# taz.de -- FC St. Pauli-Aufsichtsrätin Schwedler: „Kontrolliert ist Pyro stadiontauglich“
       
       > Sandra Schwedler, neue Aufsichtsratsvorsitzende des FC St. Pauli, über
       > Quotenfrauen, Fanrechte, Vermarktungszwang und Klassenkampf.
       
 (IMG) Bild: Sandra Schwedler wird zur Aufsichtsratsvorsitzenden des FC St. Pauli gewählt
       
       taz: Frau Schwedler, mit Ihnen wurde fast zum ersten Mal eine Frau in den
       Aufsichtsrat eines norddeutschen Fußball-Profiklubs gewählt und Sie sitzen
       diesen als Newcomerin auch gleich vor: Was hat Sie zur Kandidatur bewogen
       und was dazu, gleich als Frontfrau aufzutreten? 
       
       Sandra Schwedler: Der Anstoß für meine Kandidatur kam von außen und ich
       habe sechs Monate darüber nachgedacht, ob ich mich dafür qualifiziert
       fühle, wie viel Zeitaufwand so ein Mandat bedeutet und ob ich das, was ich
       für den Verein und die Fanszene an ehrenamtlicher Arbeit leiste, dafür
       aufgeben möchte.
       
       Das sind Gründe, die eher gegen die Kandidatur sprechen, was aber hat Sie
       gereizt? 
       
       Dieser Verein begleitet mich seit über 20 Jahren und ich ihn. Ich spiele
       hier Handball, besuche jedes Spiel der Profis und mache jede Menge Projekte
       rund um den Verein. Er ist einfach Teil meines Lebens. Ich habe Lust, noch
       mehr mitzugestalten. Da ich bei der Wahl die meisten Stimmen bekommen habe,
       wurde mir der Vorsitz angetragen. Der Aufsichtsrat hat mich darin bestärkt,
       als Neuling gleich diese Aufgabe zu übernehmen.
       
       Sie haben vor der Wahl gesagt, Sie möchten ungern als Quotenfrau gewählt
       werden. 
       
       Natürlich war es einigen Mitgliedern wichtig, dass auf jeden Fall endlich
       mindestens eine Frau im Aufsichtsrat sitzt. Aber ich bin mir nach all dem
       Feedback, das ich erhalten habe, sicher, dass ich vor allem gewählt wurde,
       weil man mich für kompetent hält und mir vertraut.
       
       Was waren bislang Ihre Tätigkeitsfelder und Schwerpunkte in der
       Vereinsarbeit? 
       
       Ich arbeite seit 17 Jahren rund um Fanthemen, erst hier im Verein, dann
       auch bundesweit, und habe in verschiedensten Gremien die Belange der Fans
       vertreten. Der Anstoß, mich auch bundesweit zu engagieren, war die immer
       kurzfristigere Spieltagsansetzung und die immer größere Zersplitterung der
       Spieltage. Daneben habe ich die braun-weiße Hilfe mit aufgebaut, die etwa
       Rechtsberatungen für Fans organisiert, die Unterstützung rund um den
       Fußball brauchen.
       
       Als früheres Mitglied des Fanclubsprecherrats und offizielle Vertreterin
       der Fanorganisation Pro-Fans sind Sie Teil der politisch aktiven Fanszene.

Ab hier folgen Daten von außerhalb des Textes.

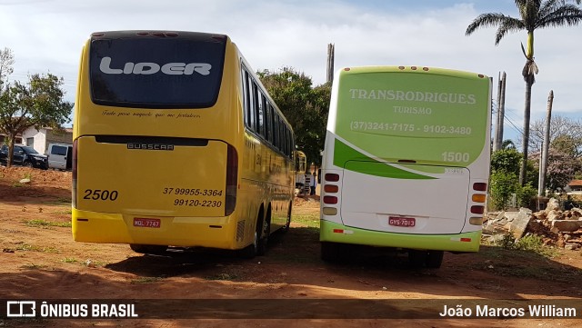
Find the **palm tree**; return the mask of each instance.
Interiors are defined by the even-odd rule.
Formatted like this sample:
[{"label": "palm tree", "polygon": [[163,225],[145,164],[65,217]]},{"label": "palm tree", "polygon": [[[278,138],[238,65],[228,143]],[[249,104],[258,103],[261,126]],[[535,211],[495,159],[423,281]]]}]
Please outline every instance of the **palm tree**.
[{"label": "palm tree", "polygon": [[526,81],[526,103],[524,108],[523,160],[519,171],[519,184],[525,184],[526,165],[527,162],[527,145],[529,144],[529,113],[531,108],[531,87],[536,82],[537,65],[534,61],[534,31],[544,27],[576,25],[582,21],[582,9],[577,5],[582,0],[515,0],[519,10],[519,18],[503,14],[488,13],[479,15],[467,27],[466,35],[470,35],[479,27],[498,26],[495,36],[495,45],[509,32],[527,31],[527,47],[521,51],[526,56],[526,65],[521,72]]}]

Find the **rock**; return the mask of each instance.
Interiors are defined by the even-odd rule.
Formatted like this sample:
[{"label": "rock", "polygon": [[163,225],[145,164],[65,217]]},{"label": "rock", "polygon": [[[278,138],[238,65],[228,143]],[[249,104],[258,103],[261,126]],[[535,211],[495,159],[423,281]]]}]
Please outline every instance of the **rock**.
[{"label": "rock", "polygon": [[550,211],[557,211],[560,209],[560,203],[556,198],[550,198],[549,202],[547,202],[547,205],[544,212],[549,213]]},{"label": "rock", "polygon": [[527,228],[527,224],[531,220],[531,210],[528,208],[520,208],[519,213],[516,215],[516,218],[509,226],[509,232],[513,234],[516,239],[521,238]]},{"label": "rock", "polygon": [[566,244],[564,245],[564,248],[572,251],[578,249],[578,247],[580,247],[580,245],[574,243],[566,243]]},{"label": "rock", "polygon": [[582,210],[577,207],[572,207],[572,209],[570,209],[570,212],[572,213],[572,215],[576,215],[577,217],[582,216]]},{"label": "rock", "polygon": [[582,227],[582,221],[573,220],[555,220],[552,221],[552,229],[556,228],[559,232],[575,232]]},{"label": "rock", "polygon": [[549,211],[549,212],[547,213],[546,217],[549,221],[563,220],[564,219],[564,214],[562,212],[560,212],[560,211],[552,210],[552,211]]}]

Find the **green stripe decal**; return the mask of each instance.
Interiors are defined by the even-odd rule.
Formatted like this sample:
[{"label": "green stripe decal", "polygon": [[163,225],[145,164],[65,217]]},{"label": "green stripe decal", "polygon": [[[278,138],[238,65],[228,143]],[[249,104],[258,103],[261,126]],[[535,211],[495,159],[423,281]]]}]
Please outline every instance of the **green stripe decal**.
[{"label": "green stripe decal", "polygon": [[343,167],[346,170],[393,179],[436,179],[432,176],[415,174],[394,167],[387,163],[375,160],[337,139],[336,139],[335,144],[334,165]]}]

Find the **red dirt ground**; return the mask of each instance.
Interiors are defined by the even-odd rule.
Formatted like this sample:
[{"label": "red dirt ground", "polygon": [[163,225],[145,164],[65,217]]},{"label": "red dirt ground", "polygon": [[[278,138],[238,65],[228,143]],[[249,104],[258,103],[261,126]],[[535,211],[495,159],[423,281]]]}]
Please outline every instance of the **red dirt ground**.
[{"label": "red dirt ground", "polygon": [[[25,177],[31,183],[18,183]],[[272,312],[266,314],[271,319],[225,319],[232,313],[216,314],[216,309],[205,319],[174,319],[186,309],[163,303],[156,311],[167,313],[166,319],[6,319],[0,313],[0,327],[578,327],[582,323],[580,251],[554,250],[555,256],[549,258],[484,245],[478,253],[446,253],[438,270],[412,270],[404,257],[391,254],[354,255],[346,263],[330,264],[319,259],[316,229],[293,223],[287,234],[273,238],[266,256],[254,260],[211,250],[143,255],[125,244],[74,242],[70,201],[68,172],[0,166],[0,300],[233,300],[232,306],[255,313],[260,308],[251,309],[240,300],[272,300],[266,306]],[[294,217],[316,217],[318,211],[316,199],[297,199]],[[346,308],[346,303],[326,303],[329,299],[401,303],[394,308],[390,303],[380,314],[369,309],[369,318],[365,309],[363,319],[358,319],[347,313],[362,303]],[[417,306],[443,299],[466,306],[468,299],[567,300],[577,309],[578,317],[410,319],[416,314],[408,312],[406,319],[377,319],[382,311],[412,310],[406,302]],[[348,318],[318,319],[309,314],[308,306],[313,304],[319,310],[332,308],[332,313]],[[303,314],[294,317],[294,313]]]}]

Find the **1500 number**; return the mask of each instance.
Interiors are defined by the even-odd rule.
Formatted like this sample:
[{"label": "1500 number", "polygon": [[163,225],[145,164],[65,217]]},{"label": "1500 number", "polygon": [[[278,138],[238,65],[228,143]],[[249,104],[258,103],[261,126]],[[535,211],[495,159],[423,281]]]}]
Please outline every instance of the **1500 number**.
[{"label": "1500 number", "polygon": [[444,162],[467,163],[470,155],[468,153],[445,152],[441,154]]},{"label": "1500 number", "polygon": [[83,199],[91,201],[115,201],[119,193],[116,190],[85,189]]}]

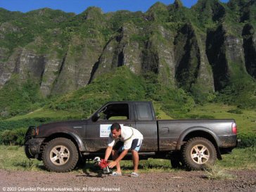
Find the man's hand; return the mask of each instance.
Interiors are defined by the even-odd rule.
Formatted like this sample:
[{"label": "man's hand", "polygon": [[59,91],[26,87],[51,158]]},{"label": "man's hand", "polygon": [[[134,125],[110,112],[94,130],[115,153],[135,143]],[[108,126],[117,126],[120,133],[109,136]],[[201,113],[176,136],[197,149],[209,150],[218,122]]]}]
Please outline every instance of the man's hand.
[{"label": "man's hand", "polygon": [[112,161],[112,162],[110,162],[109,164],[108,164],[108,167],[110,167],[110,168],[113,168],[113,167],[114,167],[115,165],[117,165],[117,162],[116,162],[116,161]]}]

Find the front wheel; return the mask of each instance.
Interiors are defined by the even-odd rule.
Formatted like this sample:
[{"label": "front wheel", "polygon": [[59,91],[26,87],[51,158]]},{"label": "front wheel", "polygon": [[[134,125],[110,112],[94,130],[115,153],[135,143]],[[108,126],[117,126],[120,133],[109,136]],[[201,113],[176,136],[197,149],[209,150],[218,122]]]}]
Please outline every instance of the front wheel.
[{"label": "front wheel", "polygon": [[188,140],[182,149],[182,158],[188,169],[202,169],[207,164],[213,164],[217,152],[211,141],[203,137]]},{"label": "front wheel", "polygon": [[48,170],[66,172],[74,169],[79,156],[77,147],[71,140],[56,138],[46,145],[42,158]]}]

       Welche Fanrechte gilt es zu stärken? 
       
       Fans werden nicht als gleichberechtigter Akteur im Fußballsport
       wahrgenommen. Die Verbände haben sich geöffnet und reden mit Fanvertretern.
       Allerdings ist dies derzeit noch kein Dialog auf Augenhöhe. Alles dreht
       sich vor allem um Fernsehgelder und Sponsoren, um Sicherheit und Polizei.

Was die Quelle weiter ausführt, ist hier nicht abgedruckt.